若手医師の育成、そして大学病院の使命でもある研究にも力を入れていきたいです。総合診療科というのは、医療の中では比較的新しい領域です。新専門医制度の中でキャリアパスが明確でなかったため、総合診療科を選択する若手医師は少なかったのですが、センター開設から6年目を迎え、ようやく専攻医が入局するようになりました。今後は若手医師の育成や、産休・育休でキャリアを中断しなければならなくなった女性医師が総合診療医としてキャリアを築いていくことなどをサポートし、たくさんの仲間を増やしていきたいです。

―本院以外の付属3病院にも総合診療科は開設していく計画ですか。

2018年10月から武蔵小杉病院にも救急・総合診療センターが開設されました。多摩永山病院、千葉北総病院にも順次、展開していきたいと考えています。

豊富な専門医が控えている本院と付属3病院とでは環境や診療体制が異なる面もあるかもしれませんが、患者さんをスムーズに受け入れるために総合診療部門が重要なことに変わりはありません。

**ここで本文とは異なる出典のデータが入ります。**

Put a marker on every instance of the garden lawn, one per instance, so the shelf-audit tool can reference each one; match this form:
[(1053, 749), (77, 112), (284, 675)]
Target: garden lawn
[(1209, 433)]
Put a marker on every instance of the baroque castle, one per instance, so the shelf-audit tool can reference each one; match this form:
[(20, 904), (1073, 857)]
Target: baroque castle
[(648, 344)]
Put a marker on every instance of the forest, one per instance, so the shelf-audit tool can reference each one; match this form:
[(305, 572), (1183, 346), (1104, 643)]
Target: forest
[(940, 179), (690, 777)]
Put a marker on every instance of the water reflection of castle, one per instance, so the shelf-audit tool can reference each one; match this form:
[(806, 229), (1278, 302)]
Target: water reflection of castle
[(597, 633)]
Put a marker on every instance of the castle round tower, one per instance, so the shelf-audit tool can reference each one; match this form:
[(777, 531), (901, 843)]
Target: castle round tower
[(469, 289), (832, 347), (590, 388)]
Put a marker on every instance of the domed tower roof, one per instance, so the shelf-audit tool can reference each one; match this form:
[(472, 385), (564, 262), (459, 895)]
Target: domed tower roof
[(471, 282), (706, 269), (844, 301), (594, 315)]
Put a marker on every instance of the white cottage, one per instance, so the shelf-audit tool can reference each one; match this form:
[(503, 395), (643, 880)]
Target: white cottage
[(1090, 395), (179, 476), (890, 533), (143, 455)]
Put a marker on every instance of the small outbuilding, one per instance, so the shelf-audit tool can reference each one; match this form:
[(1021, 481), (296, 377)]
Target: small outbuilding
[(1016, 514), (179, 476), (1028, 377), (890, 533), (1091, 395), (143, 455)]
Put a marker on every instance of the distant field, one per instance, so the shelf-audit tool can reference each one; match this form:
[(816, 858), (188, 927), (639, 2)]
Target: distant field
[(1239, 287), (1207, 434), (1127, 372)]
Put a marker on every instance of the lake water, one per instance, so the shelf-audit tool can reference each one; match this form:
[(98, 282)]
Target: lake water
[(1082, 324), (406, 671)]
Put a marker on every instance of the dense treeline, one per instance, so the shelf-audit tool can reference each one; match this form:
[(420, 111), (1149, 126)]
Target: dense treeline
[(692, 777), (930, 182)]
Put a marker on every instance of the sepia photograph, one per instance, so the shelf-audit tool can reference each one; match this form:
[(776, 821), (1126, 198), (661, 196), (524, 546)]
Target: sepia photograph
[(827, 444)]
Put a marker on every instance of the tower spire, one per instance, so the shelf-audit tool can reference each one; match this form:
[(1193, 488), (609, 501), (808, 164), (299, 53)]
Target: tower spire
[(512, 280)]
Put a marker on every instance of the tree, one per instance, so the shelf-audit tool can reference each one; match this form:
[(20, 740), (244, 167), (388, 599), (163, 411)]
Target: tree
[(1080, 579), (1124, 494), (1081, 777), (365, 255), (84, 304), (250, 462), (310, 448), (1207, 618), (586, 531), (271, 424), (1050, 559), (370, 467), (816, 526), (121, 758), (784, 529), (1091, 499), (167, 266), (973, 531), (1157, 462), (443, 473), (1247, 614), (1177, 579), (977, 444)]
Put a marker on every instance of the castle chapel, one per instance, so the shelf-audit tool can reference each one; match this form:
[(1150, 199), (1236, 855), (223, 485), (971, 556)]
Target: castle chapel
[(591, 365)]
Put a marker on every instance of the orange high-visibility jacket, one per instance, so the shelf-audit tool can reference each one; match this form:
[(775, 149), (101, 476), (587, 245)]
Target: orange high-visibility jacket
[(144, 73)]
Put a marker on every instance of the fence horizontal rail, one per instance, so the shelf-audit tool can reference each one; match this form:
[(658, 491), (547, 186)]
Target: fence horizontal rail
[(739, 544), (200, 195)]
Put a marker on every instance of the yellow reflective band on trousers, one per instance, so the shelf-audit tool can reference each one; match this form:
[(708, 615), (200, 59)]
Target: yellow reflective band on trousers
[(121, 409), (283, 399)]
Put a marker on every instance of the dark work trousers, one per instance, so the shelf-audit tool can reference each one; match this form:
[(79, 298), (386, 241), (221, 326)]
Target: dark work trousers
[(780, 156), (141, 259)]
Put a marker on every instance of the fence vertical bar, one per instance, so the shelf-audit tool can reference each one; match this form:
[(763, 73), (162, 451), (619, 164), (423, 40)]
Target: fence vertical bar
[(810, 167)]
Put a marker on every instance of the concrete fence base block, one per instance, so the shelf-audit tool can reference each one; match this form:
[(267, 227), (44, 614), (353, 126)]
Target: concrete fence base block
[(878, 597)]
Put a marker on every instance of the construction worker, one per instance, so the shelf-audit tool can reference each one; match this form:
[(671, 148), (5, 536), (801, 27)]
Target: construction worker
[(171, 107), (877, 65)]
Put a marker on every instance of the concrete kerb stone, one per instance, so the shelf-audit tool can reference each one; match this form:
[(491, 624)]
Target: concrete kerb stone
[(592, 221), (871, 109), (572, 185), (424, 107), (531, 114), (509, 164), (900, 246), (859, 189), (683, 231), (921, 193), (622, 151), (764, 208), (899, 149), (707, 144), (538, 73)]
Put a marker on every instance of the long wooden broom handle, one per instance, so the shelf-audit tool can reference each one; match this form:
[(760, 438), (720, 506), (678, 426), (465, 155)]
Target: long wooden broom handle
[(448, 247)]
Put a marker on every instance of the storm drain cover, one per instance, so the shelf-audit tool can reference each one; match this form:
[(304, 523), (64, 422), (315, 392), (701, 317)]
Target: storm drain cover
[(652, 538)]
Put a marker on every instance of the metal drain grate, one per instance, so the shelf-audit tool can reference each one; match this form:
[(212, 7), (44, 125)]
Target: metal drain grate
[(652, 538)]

本院で培ったノウハウを生かし、日本医科大学のどこの付属病院でも同じように、患者さんが安心して受診できる体制作りを進めていく方針です。

  • 朝の申し送りミーティング

    朝の申し送りミーティングの様子。学生、研修医、看護師、受付事務、指導医全員がそろい、詳細な引き継ぎが行われる。振り返り症例の情報も共有される

  • 救急・総合診療センターのスタッフ

    救急・総合診療センターのスタッフ

安武 正弘 先生

安武 正弘 先生(やすたけ・まさひろ)

1984年に日本医科大学医学部を卒業し、第一内科に入局。専門は循環器内科。現在、日本医科大学付属病院総合診療科部長、日本医科大学大学院 総合医療・健康科学分野教授。

1992年英国St.Thomas Hospital心臓血管研究施設留学し、基礎研究などにも従事してきた。

安武先生の治療への想い

一次・二次救急を24時間365日、外来から入院までトータルでカバーする
―それが日本医科大学付属病院救急・総合診療センターです

「どこにかかればいいか分からない」―そんなときは総合診療科にお任せください。専門医の強力なバックアップの下、24時間365日、どんな患者さんにも対応するのが使命です。私たちは、患者さんの訴えを聞いて適切な診断を下す、いわば臨床推論のプロフェッショナル。隠れた病気も決して見逃さず、スピーディーに診断し、適した専門診療科へ橋渡しを担います。